Le audizioni della Commissione d’Inchiesta hanno rinnovato l’interesse per le informazioni che Bannon potrebbe possedere sull’organizzazione del tentativo insurrezionale del 6 gennaio poiché poche ore prima dell’assalto al Congresso, Donald Trump fece diverse chiamate ai suoi fedelissimi: Rudy Giuliani, John Eastman, Bernard Kerik, Boris Epshtey, e Steve Bannon, riuniti al Willard Hotel di Washington, per discutere i modi per bloccare la certificazione della vittoria elettorale di Joe Biden.
Secondo Newsweek, il rifiuto di Steve Bannon di testimoniare davanti alla Commissione d’Inchiesta e il successivo rinvio a giudizio devono essere inquadrati come un tentativo di divenire “il martire dei MAGA” per cercare di riprendere quella leadership ideologica della destra mondiale che gli è sfuggita dopo l’incriminazione per la truffa per il muro con il Messico. Un ideologo che non solo ha ulteriormente polarizzato la politica americana, ma ha anche diviso il partito repubblicano continuando a diffondere assurde falsità sulle elezioni truccate.
Steve Bannon, secondo The Daily Beast, dopo il successo ottenuto con l’elezione di Trump era pronto a scatenare una rivoluzione di destra anche in Europa. Voleva lanciare una fondazione per rafforzare le destre europee. “The Movement che avrebbe dovuto essere la guida di una rivolta populista in tutto il pianeta” afferma la BBC.

“The Movement”, secondo Bannon, doveva essere per i partiti populisti e di estrema destra una “fonte centrale di sondaggi e per indirizzare la comunicazione, individuare soggetti che siano in grado di elaborare la strategia politica raccogliendo i malumori di destra che si stanno diffondendo in tutta Europa”
Nel corso degli anni Bannon ha tenuto colloqui con gruppi di destra in tutto l’Occidente da Nigel Farage e membri del Front National di Marine Le Pen all’Ungherese Viktor Orban e ai populisti polacchi fino a Matteo Salvini, leader della Lega. Secondo quanto Bannon aveva riferito al Daily Beast, quello che immaginava è un “supergruppo” di destra all’interno del Parlamento europeo.

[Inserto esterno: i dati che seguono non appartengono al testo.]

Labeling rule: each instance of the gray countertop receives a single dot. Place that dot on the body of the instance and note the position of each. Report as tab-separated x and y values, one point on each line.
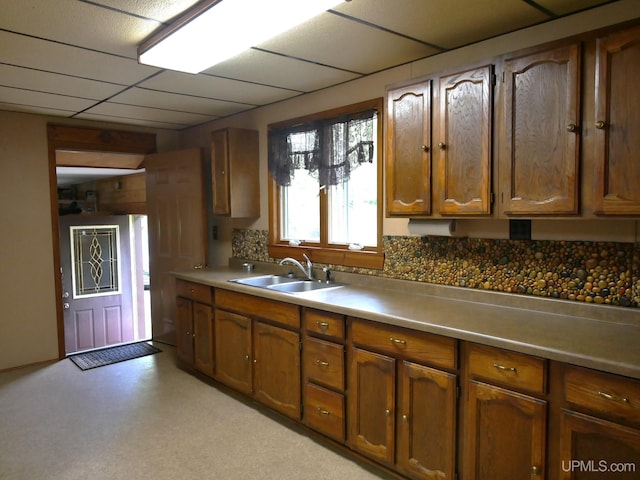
605	338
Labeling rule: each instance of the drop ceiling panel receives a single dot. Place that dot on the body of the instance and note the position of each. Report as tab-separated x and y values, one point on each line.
443	23
121	111
217	88
174	101
20	96
54	57
30	79
77	23
335	41
276	70
563	7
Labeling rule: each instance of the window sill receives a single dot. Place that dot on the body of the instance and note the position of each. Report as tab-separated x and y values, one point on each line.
333	256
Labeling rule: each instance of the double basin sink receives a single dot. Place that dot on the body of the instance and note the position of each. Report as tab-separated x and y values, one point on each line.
285	284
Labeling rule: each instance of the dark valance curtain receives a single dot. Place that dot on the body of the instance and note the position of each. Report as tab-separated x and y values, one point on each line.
329	149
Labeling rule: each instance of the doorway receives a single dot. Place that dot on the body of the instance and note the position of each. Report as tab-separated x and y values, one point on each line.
94	142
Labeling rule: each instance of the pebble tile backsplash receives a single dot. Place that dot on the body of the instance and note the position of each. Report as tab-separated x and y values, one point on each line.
606	273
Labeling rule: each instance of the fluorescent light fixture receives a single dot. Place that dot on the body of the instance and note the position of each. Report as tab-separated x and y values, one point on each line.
222	29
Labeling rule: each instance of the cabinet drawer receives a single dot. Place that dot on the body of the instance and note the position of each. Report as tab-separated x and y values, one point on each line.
194	291
603	393
515	370
283	313
324	323
324	411
324	362
409	344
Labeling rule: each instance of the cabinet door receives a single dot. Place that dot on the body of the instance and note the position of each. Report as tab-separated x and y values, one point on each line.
594	449
203	338
541	129
277	368
371	405
233	350
426	422
184	330
505	434
220	172
408	162
617	124
464	142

Un successo che secondo Bannon, avrebbe giovato in primo luogo a Trump, che dopo il vertice con Putin di Helsinki nel 2018 aveva definito l’Europa un nemico degli Stati Uniti. Per Trump indebolire le istituzioni europee avrebbe facilitato la Casa Bianca ad ergersi come interlocutore principale dell’occidente nelle relazioni internazionali. Un “divide et impera” di Giulio Cesare duemila anni dopo.